Se este jovem com Angola no sangue atravessou fases mais solitárias durante o período académico vivido no Porto, no meio profissional encontrou apoios para “ligar peças”. “Foi um ano e meio de desenvolvimento do business plan para a start up e muitos contactos realizados com especialista da GALP, da EDP. Tive ajuda do Banco Mundial, assessorando-nos no sentido de nos colocar em contacto com as pessoas certas, conseguimos (não fui só eu) ter acesso à directora do IFC (Corporação Financeira Internacional – membro do Grupo Banco Mundial) em Angola.” O estreante num concurso para implementação de projectos, a trabalhar a tempo inteiro como arquitecto e a dedicar as horas vagas a este trabalho de grupo na start up que idealizava com quatro parceiros, começa em 2020, no EuroAfrican Forum, a ter uma visão mais global da alta finança. Era preciso criar um modelo de negócio sustentável que permitisse o retorno do investimento, a médio prazo, dos tais 5 milhões de dólares que anunciava o site das Nações Unidas. O projecto? “Era uma planta solar com 5 megawatts, de início, que seria escalada e era escalável para, em 10 anos, conseguirmos fornecer energia elétrica a 500 mil angolanos, distribuídos pelas várias províncias, através de painéis solares que seriam assistidos por baterias inteligentes, a serem instalados onde existe, actualmente, o Parque Solar do Biópio, na Baía Farta, mas também no Namibe, Huíla, Huambo. Tínhamos a noção de que poderíamos dizer: podem desfazer-se das centrais termoelétricas pois temos centrais fotovoltaicas em que investimos metade do valor que se gasta anualmente em centrais termoelétricas; com esse valor podem alimentar 3 milhões de angolanos.”

“Cada um de nós, africanos, temos de olhar para nós aceitando que estamos na Diáspora” 

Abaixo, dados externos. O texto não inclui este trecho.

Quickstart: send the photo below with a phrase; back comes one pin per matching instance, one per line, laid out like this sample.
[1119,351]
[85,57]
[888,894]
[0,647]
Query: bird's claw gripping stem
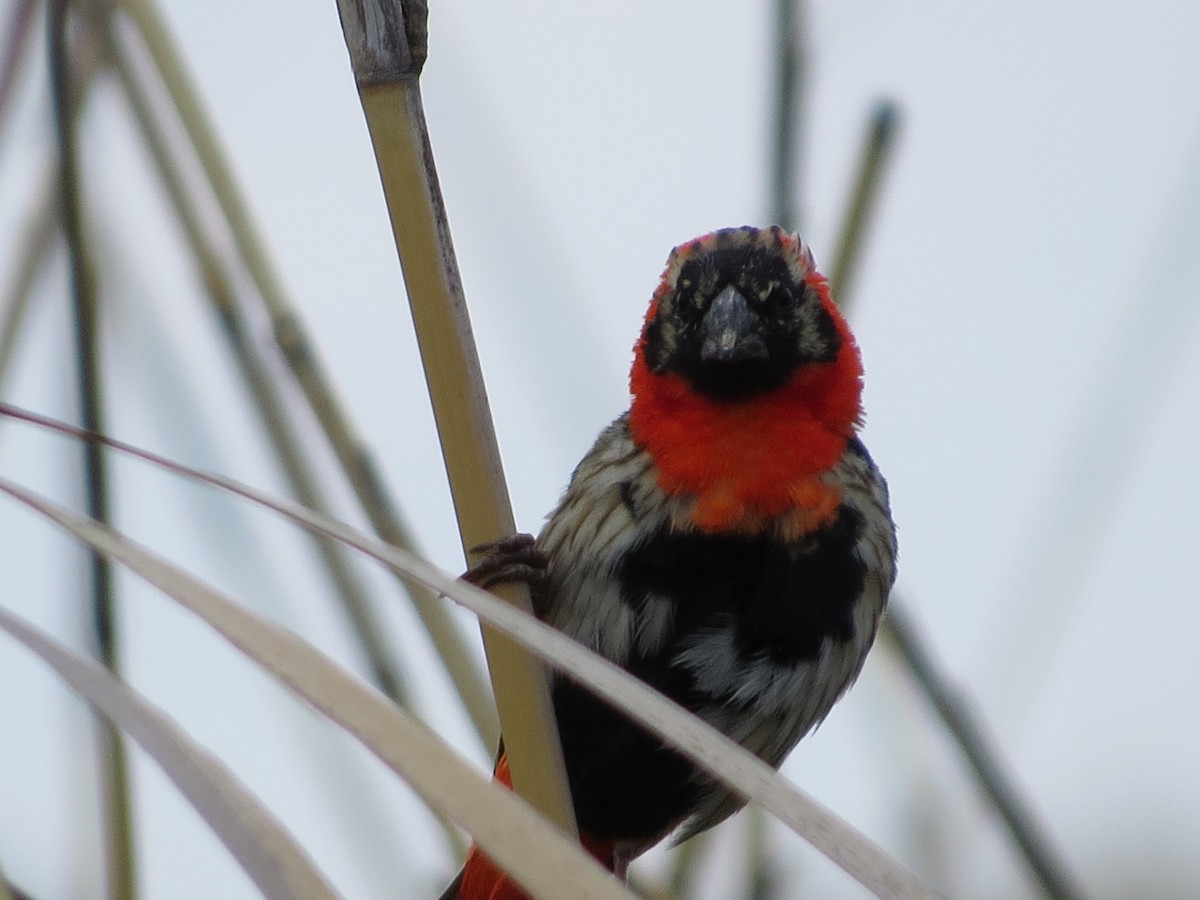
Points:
[515,558]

Sacassinda já vestiu a camisola de Angola por várias vezes. Esteve na Nações Unidas Youth4Cimate PreCop26 como delegado, foi convidado da BCSD Portugal como interveniente no Plenário Principal, foi, no ano transato, delegado por Angola na NABC African-Neetherlands e participou da 77.ª Sessão da Assembleia Geral das Nações Unidas na Youth4Climate. Os emails que vai enviando e que não têm qualquer retorno fazem-no lembrar de quando, aos 15 anos, reprovou a matemática. Da mesma forma, não ter levado por adiante o projecto da start up fá-lo acreditar que é preciso ter paciência, perseverança. “Após a ‘transição diplomática’ que houve criaram-se expectativas que hoje, de certa forma, vemos que saíram da linha que se esperava. Cada um de nós, angolanos, africanos temos de olhar para nós aceitando que estamos na Diáspora, mas não nos esquecendo dos nossos ancestrais, do nosso passado, das nossas raízes independentemente do que possa estar a acontecer, de nós não concordarmos com os certos posicionamentos. Eu acredito que a vida acontece com aquilo que nós fazemos e não com o que esperamos que a vida venha a fazer. Nestes últimos três, quatro anos criei este sentimento de que eu tenho de dar algo à Pátria.”